Testing our work with users has been a favourite Yoomee activity since we started over a decade ago. We've tested many websites and apps over these years, but never a chatbot.
We are currently developing a chatbot which will help people in Sheffield struggling with their mental health find support using natural conversation. The information will come from the Sheffield Mental Health Guide. So what did we learn from our first foray into testing this chatbot with users?
Assumptions versus reality
At a basic level, I had assumed each testing session would be shorter and simpler than its website equivalent. After all, a chatbot's functionality is pared back compared to that of a website. And the six scenarios drawn up by Sheffield Flourish — the fabulous charity behind the Sheffield Mental Health Guide from which our chatbot will draw its data — seemed pretty straightforward.

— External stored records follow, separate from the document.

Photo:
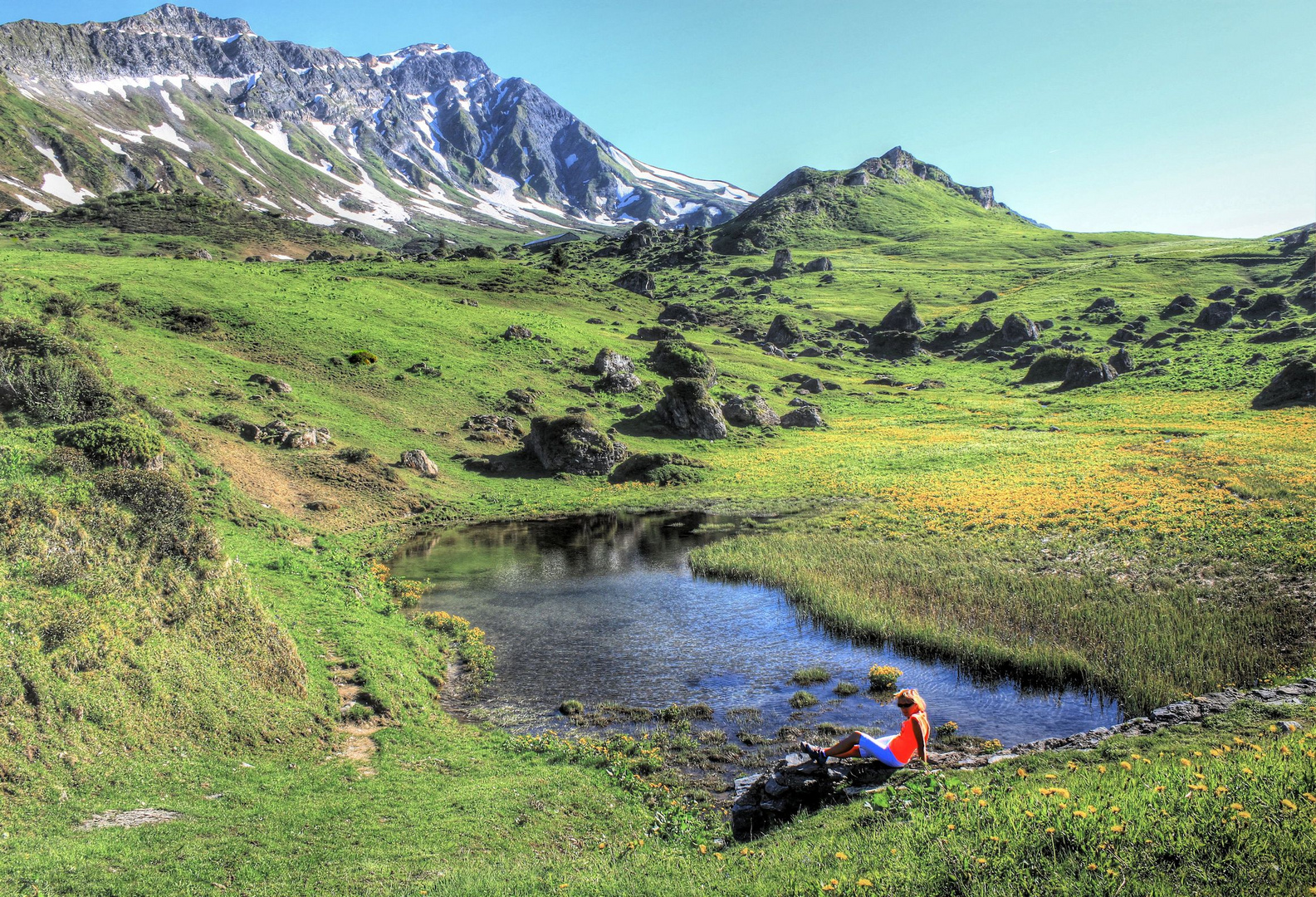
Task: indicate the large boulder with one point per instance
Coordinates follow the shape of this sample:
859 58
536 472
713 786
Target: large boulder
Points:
1215 315
687 409
679 312
782 263
1122 361
638 282
1294 385
1179 305
1049 366
783 332
1017 330
682 360
573 444
1086 370
609 361
418 461
1269 306
807 415
903 316
749 411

Wrong, wrong, wrong! I based this assumption on my perspective as someone involved in developing the chatbot (its language rather than functionality, I hasten to add) rather than putting myself in the shoes of the people interacting for the first time. How easy it is to forget this is all about the users. Getting used to conversing with a chatbot brings challenges, and these may be further compounded if you're struggling with your mental health. So the testing process was just as time-consuming, messy and illuminating as it is when testing websites
Limited scope, limited learning?
Another assumption I brought to the testing table was that because the chatbot's scope and functionality are more limited than those of a website, the associated learning from testing would be similarly limited. Wrong again!

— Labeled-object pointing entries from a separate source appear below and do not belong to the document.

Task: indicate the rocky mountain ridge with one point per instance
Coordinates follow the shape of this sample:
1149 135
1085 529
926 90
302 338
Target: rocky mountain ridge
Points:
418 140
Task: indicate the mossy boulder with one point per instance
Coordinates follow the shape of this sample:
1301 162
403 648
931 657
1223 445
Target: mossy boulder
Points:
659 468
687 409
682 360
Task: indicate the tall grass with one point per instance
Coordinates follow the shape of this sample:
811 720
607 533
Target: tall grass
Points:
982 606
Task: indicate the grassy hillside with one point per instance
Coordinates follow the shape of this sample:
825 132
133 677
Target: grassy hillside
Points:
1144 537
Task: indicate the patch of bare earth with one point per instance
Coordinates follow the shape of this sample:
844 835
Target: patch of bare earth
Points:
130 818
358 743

Each user viewed the chatbot through the prism of their individual personality. All testers were male; but their age, ethnic background, digital literacy, mental state and a whole host of other factors impacted the way they interacted with the chatbot and what for them were stumbling blocks. We learned so much. Our one regret was that we had no women testers. A first for Yoomee as the gender bias for testing normally leans towards women rather than men. Sadly our only no show on the day was a woman.
Words matter more than ever
I had already been thinking about how a chatbot offers fewer opportunities for user interface design than a website. On the other hand, it offers plenty of scope around language and the way it's used and testing only helped to underline this fact. If a chatbot is to make itself understood within the confines of a pop-up window, then it needs to do so clearly and succinctly and in a tone which allays any fears in people with mental health problems.

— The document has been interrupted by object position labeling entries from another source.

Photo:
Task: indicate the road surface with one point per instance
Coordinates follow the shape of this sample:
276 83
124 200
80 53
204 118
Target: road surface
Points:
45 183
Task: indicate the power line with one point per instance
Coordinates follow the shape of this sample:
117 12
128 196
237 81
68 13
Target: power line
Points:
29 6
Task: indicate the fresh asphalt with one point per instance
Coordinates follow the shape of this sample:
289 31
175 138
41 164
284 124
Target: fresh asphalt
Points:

I had already spent a little time in sharpening the draft — a placeholder if you like — initial text conceived during prototyping. Testing confirmed I need to invest a whole lot more time on this. People with mental health problems will not necessarily focus all their energies on decoding the chatbots' prompts. So, the words used must leave no room for error or misinterpretation.
People with mental health problems will not necessarily focus all their energies on decoding the chatbots' prompts. So, the words used must leave no room for error or misinterpretation.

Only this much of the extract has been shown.